The Corner

Trump Touts a Replacement Plan that Will Insure Everyone

Trump’s pronouncements on the Obamacare repeal-and-place effort are falling into a familiar pattern: They generally point the party in the right direction–toward repealing and replacing at the same time and covering as many people as possible–without offering enough specifics to be very helpful. Trump’s latest comments via the Washington Post definitely fall in this category:

President-elect Donald Trump said in a weekend interview that he is nearing completion of a plan to replace President Obama’s signature health-care law with the goal of “insurance for everybody,” while also vowing to force drug companies to negotiate directly with the government on prices in Medicare and Medicaid. …

As he has developed a replacement package, Trump said he has paid attention to critics who say that repealing Obamacare would put coverage at risk for more than 20 million Americans covered under the law’s insurance exchanges and Medicaid expansion.

“We’re going to have insurance for everybody,” Trump said. “There was a philosophy in some circles that if you can’t pay for it, you don’t get it. That’s not going to happen with us.” People covered under the law “can expect to have great health care. It will be in a much simplified form. Much less expensive and much better.”

A couple of things: 1) Republicans should care whether people have health insurance or not; 2) Insuring everyone is not realistic; 3) If Trump is near completion of a replacement plan, it is news to Capitol Hill and everyone working on this issue on the outside.

In a CBS interview, Sean Spicer seemed to indicate that what is meant by insuring everyone is really giving access to insurance to everyone:

He was also asked to address Mr. Trump’s claim to The Washington Post that his plan to replace Obamacare will include “insurance for everybody.”

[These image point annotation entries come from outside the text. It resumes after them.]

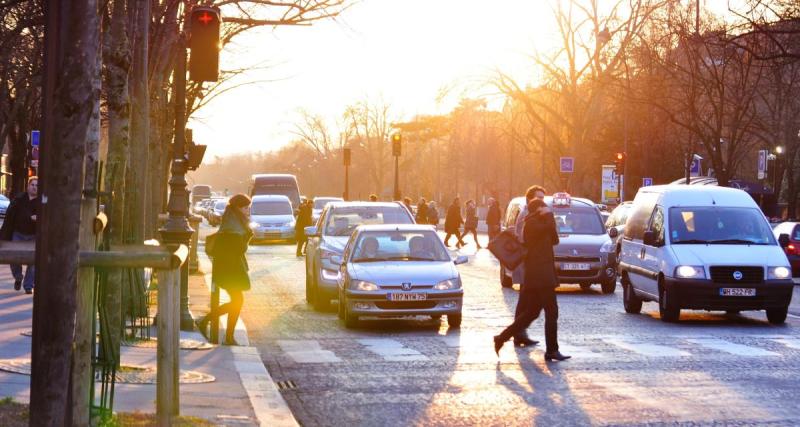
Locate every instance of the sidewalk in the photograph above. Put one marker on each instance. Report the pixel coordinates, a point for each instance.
(242, 392)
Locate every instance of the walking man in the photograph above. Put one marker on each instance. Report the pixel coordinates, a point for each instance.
(20, 226)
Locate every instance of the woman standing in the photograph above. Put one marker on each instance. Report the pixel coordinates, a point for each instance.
(229, 264)
(539, 289)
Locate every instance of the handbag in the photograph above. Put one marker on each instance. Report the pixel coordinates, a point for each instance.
(507, 249)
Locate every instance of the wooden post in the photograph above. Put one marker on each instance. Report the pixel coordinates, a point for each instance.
(167, 388)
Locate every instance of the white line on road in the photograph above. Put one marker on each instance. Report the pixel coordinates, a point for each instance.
(732, 348)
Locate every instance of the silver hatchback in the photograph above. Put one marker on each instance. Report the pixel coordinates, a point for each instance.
(398, 270)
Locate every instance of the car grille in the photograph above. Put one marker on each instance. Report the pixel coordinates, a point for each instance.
(724, 274)
(405, 305)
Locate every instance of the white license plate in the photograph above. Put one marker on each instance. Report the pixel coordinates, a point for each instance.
(737, 292)
(407, 297)
(575, 266)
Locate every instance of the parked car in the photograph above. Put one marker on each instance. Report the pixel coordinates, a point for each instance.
(319, 205)
(792, 248)
(329, 236)
(585, 253)
(702, 247)
(398, 270)
(272, 218)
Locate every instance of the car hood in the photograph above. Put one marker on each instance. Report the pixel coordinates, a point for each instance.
(334, 243)
(734, 255)
(397, 272)
(272, 219)
(583, 244)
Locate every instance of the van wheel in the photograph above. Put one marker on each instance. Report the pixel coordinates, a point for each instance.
(667, 308)
(454, 320)
(505, 281)
(632, 303)
(777, 316)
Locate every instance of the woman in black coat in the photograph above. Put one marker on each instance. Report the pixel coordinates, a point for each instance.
(539, 290)
(229, 264)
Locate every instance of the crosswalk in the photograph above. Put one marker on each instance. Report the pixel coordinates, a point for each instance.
(477, 348)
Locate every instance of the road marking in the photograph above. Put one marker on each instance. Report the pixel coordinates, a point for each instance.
(732, 348)
(391, 350)
(307, 351)
(647, 349)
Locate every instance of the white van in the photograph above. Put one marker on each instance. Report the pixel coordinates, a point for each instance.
(702, 247)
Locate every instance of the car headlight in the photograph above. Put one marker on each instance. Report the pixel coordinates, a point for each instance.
(690, 272)
(363, 285)
(447, 284)
(780, 273)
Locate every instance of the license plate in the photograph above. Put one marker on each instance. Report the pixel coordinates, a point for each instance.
(407, 297)
(576, 266)
(737, 292)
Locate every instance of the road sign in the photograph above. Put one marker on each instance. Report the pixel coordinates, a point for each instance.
(762, 164)
(567, 164)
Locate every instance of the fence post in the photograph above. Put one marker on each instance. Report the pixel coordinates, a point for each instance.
(167, 389)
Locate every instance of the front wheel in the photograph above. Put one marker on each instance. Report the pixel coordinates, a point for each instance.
(777, 316)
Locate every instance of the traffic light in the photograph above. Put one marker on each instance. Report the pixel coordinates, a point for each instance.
(396, 144)
(619, 168)
(204, 44)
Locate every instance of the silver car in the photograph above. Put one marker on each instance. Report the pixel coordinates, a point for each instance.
(398, 270)
(328, 237)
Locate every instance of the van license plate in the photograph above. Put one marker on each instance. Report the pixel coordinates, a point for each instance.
(407, 297)
(576, 266)
(737, 292)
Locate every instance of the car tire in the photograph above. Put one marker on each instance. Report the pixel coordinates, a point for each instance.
(454, 320)
(777, 316)
(630, 301)
(505, 281)
(667, 308)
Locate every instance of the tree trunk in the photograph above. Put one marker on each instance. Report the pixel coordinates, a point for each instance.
(72, 94)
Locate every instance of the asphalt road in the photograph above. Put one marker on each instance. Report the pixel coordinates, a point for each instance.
(710, 368)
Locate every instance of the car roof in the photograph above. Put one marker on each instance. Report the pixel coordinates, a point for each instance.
(699, 195)
(270, 198)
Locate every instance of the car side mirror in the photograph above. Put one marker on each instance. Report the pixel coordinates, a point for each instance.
(461, 259)
(649, 238)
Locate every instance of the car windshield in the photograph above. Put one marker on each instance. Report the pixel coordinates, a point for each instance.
(375, 246)
(578, 221)
(271, 208)
(343, 220)
(321, 202)
(719, 225)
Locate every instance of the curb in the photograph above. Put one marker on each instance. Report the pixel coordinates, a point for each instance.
(268, 404)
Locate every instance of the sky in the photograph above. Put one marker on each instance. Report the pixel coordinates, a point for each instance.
(404, 52)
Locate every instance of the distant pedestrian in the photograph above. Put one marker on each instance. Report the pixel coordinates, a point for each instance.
(452, 223)
(422, 211)
(229, 269)
(304, 214)
(20, 226)
(471, 222)
(540, 236)
(433, 214)
(493, 218)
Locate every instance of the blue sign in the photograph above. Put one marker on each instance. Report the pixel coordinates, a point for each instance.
(567, 165)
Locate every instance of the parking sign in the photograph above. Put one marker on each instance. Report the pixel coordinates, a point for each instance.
(567, 164)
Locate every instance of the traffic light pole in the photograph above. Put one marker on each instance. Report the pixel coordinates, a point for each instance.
(176, 231)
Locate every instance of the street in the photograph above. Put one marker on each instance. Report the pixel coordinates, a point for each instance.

“His goal is to make sure that everybody’s got health care,” Spicer said, adding that the plan would provide greater accessibility to the marketplace, more competition and would drive costs down. “Not only are they going to have greater access, but they’re going to have greater choice.”

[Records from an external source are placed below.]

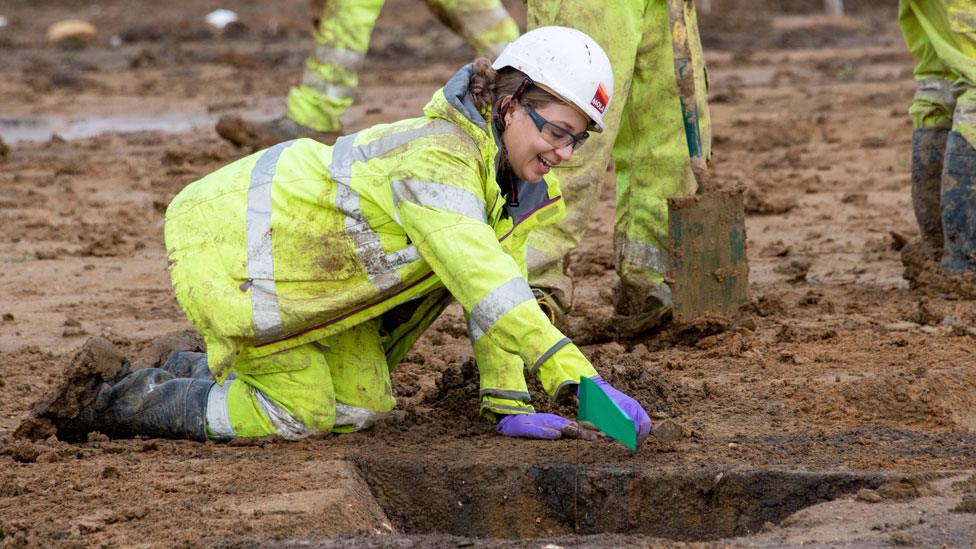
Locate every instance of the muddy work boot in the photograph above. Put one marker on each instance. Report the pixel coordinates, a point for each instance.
(928, 150)
(255, 136)
(639, 310)
(959, 206)
(102, 393)
(187, 364)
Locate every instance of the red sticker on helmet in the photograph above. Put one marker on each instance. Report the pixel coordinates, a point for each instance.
(600, 99)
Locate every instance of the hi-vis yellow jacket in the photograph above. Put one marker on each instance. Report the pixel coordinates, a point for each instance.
(302, 240)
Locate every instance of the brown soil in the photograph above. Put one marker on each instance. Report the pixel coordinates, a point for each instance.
(838, 381)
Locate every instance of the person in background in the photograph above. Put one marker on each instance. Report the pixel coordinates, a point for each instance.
(341, 32)
(941, 35)
(311, 269)
(645, 134)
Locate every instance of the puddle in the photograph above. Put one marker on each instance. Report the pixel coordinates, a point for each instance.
(166, 118)
(532, 501)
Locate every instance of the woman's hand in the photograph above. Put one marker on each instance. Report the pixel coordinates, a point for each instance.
(544, 426)
(642, 422)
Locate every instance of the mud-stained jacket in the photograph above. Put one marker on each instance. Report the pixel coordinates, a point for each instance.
(303, 240)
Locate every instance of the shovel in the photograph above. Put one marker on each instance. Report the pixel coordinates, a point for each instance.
(707, 269)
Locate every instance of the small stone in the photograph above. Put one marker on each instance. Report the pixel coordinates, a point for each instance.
(73, 32)
(669, 431)
(868, 495)
(967, 504)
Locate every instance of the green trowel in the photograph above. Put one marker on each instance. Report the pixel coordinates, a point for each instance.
(597, 408)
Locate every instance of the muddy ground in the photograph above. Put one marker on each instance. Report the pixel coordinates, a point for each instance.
(838, 409)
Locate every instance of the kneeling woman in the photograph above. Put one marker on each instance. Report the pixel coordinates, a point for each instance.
(310, 270)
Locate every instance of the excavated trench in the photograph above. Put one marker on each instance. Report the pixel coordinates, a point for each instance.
(540, 500)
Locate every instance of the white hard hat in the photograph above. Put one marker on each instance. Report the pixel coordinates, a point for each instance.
(566, 62)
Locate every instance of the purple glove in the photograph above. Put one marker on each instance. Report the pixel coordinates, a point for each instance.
(544, 426)
(642, 422)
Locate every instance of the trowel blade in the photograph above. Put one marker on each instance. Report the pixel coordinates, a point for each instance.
(600, 410)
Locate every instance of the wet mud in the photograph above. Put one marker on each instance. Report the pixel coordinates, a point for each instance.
(844, 387)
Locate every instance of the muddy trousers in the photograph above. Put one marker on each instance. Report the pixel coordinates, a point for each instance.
(342, 33)
(338, 384)
(941, 36)
(646, 136)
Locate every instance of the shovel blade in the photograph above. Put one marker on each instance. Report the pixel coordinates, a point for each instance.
(708, 269)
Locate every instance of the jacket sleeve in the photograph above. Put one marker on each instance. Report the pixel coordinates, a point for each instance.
(441, 207)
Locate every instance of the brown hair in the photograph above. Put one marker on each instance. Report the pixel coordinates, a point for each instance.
(488, 85)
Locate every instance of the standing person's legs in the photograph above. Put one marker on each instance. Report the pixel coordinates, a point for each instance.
(484, 24)
(617, 27)
(652, 164)
(328, 85)
(942, 36)
(931, 114)
(315, 105)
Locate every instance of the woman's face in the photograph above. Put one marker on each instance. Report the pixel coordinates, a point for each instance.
(530, 154)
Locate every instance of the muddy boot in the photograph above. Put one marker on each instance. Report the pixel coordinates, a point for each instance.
(255, 136)
(102, 393)
(148, 402)
(959, 206)
(639, 310)
(928, 149)
(187, 364)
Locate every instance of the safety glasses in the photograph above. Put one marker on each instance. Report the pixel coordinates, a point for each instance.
(555, 135)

In response to Trump’s emphasis on repealing and replacing at the same time, congressional leaders have begun to talk the same way, even though their plan hasn’t changed — it remains partial repeal with only small steps toward replacement right away. I’m guessing this latest Trump statement will be absorbed the same way, with congressional Republicans focusing on the issue of access and arguing that they are on the same page as Trump on that. In other words, congressional Republicans will remain on their current path on the assumption that it is in accord with Trump’s guidance, which assumes (perhaps wrongly) that what Trump is saying shouldn’t be taken literally, or even too seriously.